Chairman Dan Huberty (R-Houston) opened Thursday’s interim meeting of the House Committee on Public Education by acknowledging the tragic school shooting in the town of Santa Fe, south of Houston. The chairman invited Texas Education Agency (TEA) Commissioner Mike Morath to update the committee on the agency’s response to date.
Morath indicated that the agenda is providing attendance waivers and working to secure federal school violence funds for Santa Fe ISD. The commissioner is participating in a series of roundtable discussions on school shootings hosted this week by Gov. Greg Abbott, and testified that he is evaluating ideas raised in these discussions to determine which are actionable. While some ideas could be implemented by the agency, others would require legislative action.
“The challenges are legion,” said Morath, noting that Texas is home to some 8,600 school campuses.
Elaborating on the school violence funds available from the U.S. Department of Education through Project SERV (School Emergency Response to Violence) grants, Morath said Broward County Florida, the site of the Parkland school shooting, received roughly a million dollars. Any additional federal funding would likely require a congressional appropriation.

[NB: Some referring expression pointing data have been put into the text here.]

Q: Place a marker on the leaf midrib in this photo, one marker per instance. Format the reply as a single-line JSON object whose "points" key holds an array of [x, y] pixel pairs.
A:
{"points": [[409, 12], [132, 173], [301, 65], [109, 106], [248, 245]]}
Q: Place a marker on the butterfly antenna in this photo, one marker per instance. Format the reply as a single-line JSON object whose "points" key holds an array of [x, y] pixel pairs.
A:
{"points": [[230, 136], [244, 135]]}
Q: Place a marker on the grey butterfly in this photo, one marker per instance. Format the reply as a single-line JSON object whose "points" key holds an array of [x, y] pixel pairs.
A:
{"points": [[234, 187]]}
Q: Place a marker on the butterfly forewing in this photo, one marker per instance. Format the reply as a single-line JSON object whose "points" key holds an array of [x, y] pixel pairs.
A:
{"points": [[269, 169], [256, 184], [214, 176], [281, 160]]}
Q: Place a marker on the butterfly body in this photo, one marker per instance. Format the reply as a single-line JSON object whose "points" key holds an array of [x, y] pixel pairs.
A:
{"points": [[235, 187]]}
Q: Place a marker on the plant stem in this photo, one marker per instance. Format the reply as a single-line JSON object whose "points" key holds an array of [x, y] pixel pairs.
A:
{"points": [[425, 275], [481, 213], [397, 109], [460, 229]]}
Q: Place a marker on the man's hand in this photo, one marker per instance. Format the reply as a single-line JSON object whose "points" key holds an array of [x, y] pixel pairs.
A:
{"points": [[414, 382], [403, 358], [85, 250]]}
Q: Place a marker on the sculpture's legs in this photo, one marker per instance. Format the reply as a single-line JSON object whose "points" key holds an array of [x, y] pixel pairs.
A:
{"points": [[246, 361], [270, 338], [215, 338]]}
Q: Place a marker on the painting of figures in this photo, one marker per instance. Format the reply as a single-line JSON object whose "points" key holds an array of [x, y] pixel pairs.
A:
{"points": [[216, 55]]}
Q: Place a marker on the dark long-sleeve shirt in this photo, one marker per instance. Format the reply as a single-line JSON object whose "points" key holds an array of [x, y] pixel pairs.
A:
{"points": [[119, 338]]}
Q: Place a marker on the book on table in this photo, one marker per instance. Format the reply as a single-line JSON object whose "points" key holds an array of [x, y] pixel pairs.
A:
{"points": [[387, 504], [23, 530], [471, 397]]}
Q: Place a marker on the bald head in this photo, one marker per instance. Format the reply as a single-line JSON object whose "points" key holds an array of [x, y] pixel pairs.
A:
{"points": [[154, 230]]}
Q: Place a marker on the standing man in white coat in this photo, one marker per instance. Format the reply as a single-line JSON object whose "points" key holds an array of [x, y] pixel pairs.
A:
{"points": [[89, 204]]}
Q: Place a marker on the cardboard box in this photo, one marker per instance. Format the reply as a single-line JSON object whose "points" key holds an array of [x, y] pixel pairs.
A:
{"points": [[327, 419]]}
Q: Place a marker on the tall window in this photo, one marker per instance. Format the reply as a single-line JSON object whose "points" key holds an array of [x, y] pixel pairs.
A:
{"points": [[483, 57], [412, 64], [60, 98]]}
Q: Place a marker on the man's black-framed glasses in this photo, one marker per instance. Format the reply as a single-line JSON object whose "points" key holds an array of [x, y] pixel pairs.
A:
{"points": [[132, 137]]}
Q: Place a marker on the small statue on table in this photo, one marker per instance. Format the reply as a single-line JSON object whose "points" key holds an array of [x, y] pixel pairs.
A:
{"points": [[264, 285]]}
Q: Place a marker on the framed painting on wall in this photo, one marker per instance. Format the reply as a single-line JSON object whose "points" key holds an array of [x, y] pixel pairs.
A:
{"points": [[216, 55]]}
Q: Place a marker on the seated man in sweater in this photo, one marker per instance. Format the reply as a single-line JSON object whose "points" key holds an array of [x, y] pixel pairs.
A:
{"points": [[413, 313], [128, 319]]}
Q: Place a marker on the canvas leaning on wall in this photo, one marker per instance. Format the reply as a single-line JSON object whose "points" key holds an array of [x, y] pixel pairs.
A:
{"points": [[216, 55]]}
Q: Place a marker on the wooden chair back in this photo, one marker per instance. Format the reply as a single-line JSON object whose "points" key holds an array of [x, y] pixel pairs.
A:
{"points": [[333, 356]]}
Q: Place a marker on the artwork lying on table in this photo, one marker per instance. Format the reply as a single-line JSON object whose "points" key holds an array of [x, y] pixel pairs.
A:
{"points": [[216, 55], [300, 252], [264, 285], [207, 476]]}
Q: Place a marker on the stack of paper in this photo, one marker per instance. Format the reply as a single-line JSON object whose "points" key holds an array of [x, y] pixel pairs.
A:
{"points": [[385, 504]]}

Asked by Chair Huberty to explain the delay in information reaching Santa Fe High School parents on the day of the shooting, Morath explained medical reporting on casualties and the process of investigating and securing the premises both took time. Morath pointed out the response included 12 law enforcement agencies, and suggested more interdisciplinary drills could be helpful.
Wrapping up the discussion, Huberty indicated that he has been involved in talks with other state leaders to develop a joint effort to address school shootings next session.
Huberty also asked the commissioner to update the committee on the most recent glitch during STAAR test administration. Morath said the latest involved 29,000 mostly special education students who were taking the test online. A subcontractor for ETS, the test administrator, was performing a “bug fix” that resulted in servers dramatically slowing down. The agency is issuing a letter to administrators regarding the problem and is waiving School Success Initiative (SSI) requirements for Fifth grade students affected by the glitch. These 29,000 students will be factored out of local and district accountability unless including them would raise campus and district scores.
Huberty point out this is the second year in the past three to see problems under the ETS contract. Morath testified the agency has levied a $100,000 fine against ETS and will rebid the contract beginning in June.